Great stuff! One tiny quibble: The Legion Outpost was of course a fanzine, not an APA. (An APA named Legion Enthusiasts APA -- and later renamed Interlac -- was created by the staff of the Outpost, but they were always totally separate entities.)

10:51 PM  
Blogger Matthew E said...

Oh. Well, shows you what I know. Thanks!

8:32 AM  
Blogger Craigopher said...

Slight correction on Legion Wiki. The software was installed and the first Legion-related content added on May 19, 2006.

About two hours after it was installed, the content was a mere list of links, as shown on this history page - 5/19/2006 Legion Wiki Page.

5:30 PM  
Blogger Brainy Pirate said...

Great information! Thanks for posting this!

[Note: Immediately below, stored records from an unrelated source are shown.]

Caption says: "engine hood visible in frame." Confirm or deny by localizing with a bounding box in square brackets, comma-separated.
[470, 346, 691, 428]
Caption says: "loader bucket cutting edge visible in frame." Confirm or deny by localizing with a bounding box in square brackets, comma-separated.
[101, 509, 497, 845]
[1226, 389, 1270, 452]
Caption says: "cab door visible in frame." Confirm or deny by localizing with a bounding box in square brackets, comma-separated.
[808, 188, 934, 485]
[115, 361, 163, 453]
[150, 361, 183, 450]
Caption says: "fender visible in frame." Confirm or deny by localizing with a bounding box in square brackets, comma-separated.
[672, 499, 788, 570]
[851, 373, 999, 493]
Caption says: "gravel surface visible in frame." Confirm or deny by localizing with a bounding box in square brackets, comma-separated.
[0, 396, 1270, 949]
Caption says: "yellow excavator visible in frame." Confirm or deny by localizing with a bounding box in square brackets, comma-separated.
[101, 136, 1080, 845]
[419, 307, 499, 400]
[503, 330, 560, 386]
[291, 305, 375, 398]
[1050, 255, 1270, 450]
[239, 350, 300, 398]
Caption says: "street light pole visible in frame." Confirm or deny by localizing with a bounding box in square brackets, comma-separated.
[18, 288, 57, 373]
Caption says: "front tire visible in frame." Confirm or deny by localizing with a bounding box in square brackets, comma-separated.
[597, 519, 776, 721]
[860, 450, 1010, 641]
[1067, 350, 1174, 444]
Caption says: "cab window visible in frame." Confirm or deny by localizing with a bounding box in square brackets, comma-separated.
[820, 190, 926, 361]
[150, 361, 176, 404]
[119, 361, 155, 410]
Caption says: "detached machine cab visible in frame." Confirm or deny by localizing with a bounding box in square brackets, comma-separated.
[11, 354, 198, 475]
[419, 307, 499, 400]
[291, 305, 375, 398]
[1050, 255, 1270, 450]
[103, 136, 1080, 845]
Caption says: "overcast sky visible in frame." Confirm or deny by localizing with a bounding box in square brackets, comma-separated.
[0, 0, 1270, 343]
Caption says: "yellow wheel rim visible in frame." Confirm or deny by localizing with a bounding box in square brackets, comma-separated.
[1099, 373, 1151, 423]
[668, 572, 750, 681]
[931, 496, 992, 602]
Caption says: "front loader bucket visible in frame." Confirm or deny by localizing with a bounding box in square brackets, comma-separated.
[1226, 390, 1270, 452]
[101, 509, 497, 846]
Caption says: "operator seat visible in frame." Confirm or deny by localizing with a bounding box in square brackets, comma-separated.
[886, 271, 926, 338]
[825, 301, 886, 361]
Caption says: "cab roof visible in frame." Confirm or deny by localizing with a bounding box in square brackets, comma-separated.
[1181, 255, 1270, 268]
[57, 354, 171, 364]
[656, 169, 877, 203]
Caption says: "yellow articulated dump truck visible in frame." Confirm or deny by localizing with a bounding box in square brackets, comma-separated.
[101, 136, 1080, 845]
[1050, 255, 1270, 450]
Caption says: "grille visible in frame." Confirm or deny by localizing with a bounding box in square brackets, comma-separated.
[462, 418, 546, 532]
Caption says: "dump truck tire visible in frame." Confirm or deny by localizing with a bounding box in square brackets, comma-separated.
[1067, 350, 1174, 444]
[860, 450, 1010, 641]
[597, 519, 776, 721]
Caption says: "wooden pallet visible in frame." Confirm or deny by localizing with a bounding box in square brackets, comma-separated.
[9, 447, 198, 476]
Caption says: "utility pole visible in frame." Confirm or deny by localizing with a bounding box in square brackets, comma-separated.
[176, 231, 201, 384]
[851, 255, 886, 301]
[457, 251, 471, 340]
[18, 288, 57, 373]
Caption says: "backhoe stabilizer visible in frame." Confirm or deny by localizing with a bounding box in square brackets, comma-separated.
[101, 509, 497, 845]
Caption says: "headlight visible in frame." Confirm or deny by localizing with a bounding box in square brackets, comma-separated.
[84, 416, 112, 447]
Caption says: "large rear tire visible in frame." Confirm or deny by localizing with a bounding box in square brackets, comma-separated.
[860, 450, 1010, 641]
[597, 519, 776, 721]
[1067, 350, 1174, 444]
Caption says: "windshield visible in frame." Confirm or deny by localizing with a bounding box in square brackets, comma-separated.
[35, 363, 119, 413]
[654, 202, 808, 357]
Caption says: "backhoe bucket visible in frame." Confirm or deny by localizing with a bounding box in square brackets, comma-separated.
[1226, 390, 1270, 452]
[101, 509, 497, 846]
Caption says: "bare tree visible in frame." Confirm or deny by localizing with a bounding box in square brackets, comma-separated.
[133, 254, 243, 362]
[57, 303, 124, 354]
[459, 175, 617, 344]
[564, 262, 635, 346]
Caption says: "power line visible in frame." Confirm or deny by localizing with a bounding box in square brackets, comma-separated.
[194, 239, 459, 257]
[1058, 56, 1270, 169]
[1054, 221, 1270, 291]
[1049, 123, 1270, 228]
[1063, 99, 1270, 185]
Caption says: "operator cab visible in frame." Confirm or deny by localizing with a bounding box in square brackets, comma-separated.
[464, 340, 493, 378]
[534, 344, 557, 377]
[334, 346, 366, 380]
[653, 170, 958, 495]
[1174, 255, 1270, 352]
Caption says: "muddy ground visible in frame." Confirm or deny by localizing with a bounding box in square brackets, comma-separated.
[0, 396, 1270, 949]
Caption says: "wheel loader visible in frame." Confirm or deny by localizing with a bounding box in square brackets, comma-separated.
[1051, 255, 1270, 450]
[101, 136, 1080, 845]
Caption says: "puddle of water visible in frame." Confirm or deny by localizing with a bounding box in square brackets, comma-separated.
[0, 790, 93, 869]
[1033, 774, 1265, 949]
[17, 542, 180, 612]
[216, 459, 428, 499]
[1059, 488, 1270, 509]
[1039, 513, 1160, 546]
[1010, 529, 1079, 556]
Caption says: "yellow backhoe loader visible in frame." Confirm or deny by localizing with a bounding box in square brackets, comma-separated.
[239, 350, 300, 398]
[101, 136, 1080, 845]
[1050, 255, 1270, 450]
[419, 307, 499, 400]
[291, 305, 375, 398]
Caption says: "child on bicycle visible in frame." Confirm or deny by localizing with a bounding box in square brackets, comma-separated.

BTW -- what does the acronym APA stand for? I also saw it in one of Bierbaum's posts, and couldn't figure out whit it meant.

9:43 PM  
Blogger Richard said...

APA stands for "Amateur Press Alliance" and it would be entirely fair to say they were the early print version of blogging, LiveJournals, et cetera. There's a good description of how an APA works and their significance in the history of science fiction fandom here:

…and some further discussion of their role in comics fandom here:

And I've just discovered Interlac has a page on Wikipedia as well, which makes me feel approximately 1,047 years old.

10:21 PM  
Blogger Matthew E said...

Thanks, all.

12:27 PM  
Blogger Meerkatdon said...

In Sept 2003 Phil Meade published PsiScouts #1: At Risk:

In the 26th century, three psi-gifted teenagers find themselves on the same flight to Earth:

* Gael Rimma of Wargal, code-named BOLT, controls electrical fields and can generate electrical charges. Confident and outgoing, Gael comes to Earth in search of her missing brother.

* Royd Kar of Taarla, code-named COULOMB, controls magnetic fields and forces. Shy but affable, Royd is fleeing the desolation of his economically-depressed world, hoping to find a job through which he can support his family back home.

* Iris Krall of Ceres, code-named MENTAXA, is a powerful telepath. Her cold, aloof exterior, a defense against the constant intrusion of others’ thoughts, hides an inner insecurity.

Thrown together by chance, the kids use their remarkable abilities to foil an assassination attempt against Colleen Artveldt, the galaxy’s richest person. In response, Artveldt announces that she wants them to be founding members of a new organization, a corps of similarly-talented youths to be called the PsiScouts.

4:50 PM  
Blogger Matthew E said...

Huh. New one on me. Thanks.

4:54 PM  
Blogger Brainy Pirate said...

December 2009:

Mordru appears in the 21st century!

7:37 PM  
Blogger Matthew E said...

Oh? In what?

10:15 AM  
Blogger Brainy Pirate said...

Mordru was just revealed as the villain in the current JSA arc (not the All-Stars -- the regular JSA).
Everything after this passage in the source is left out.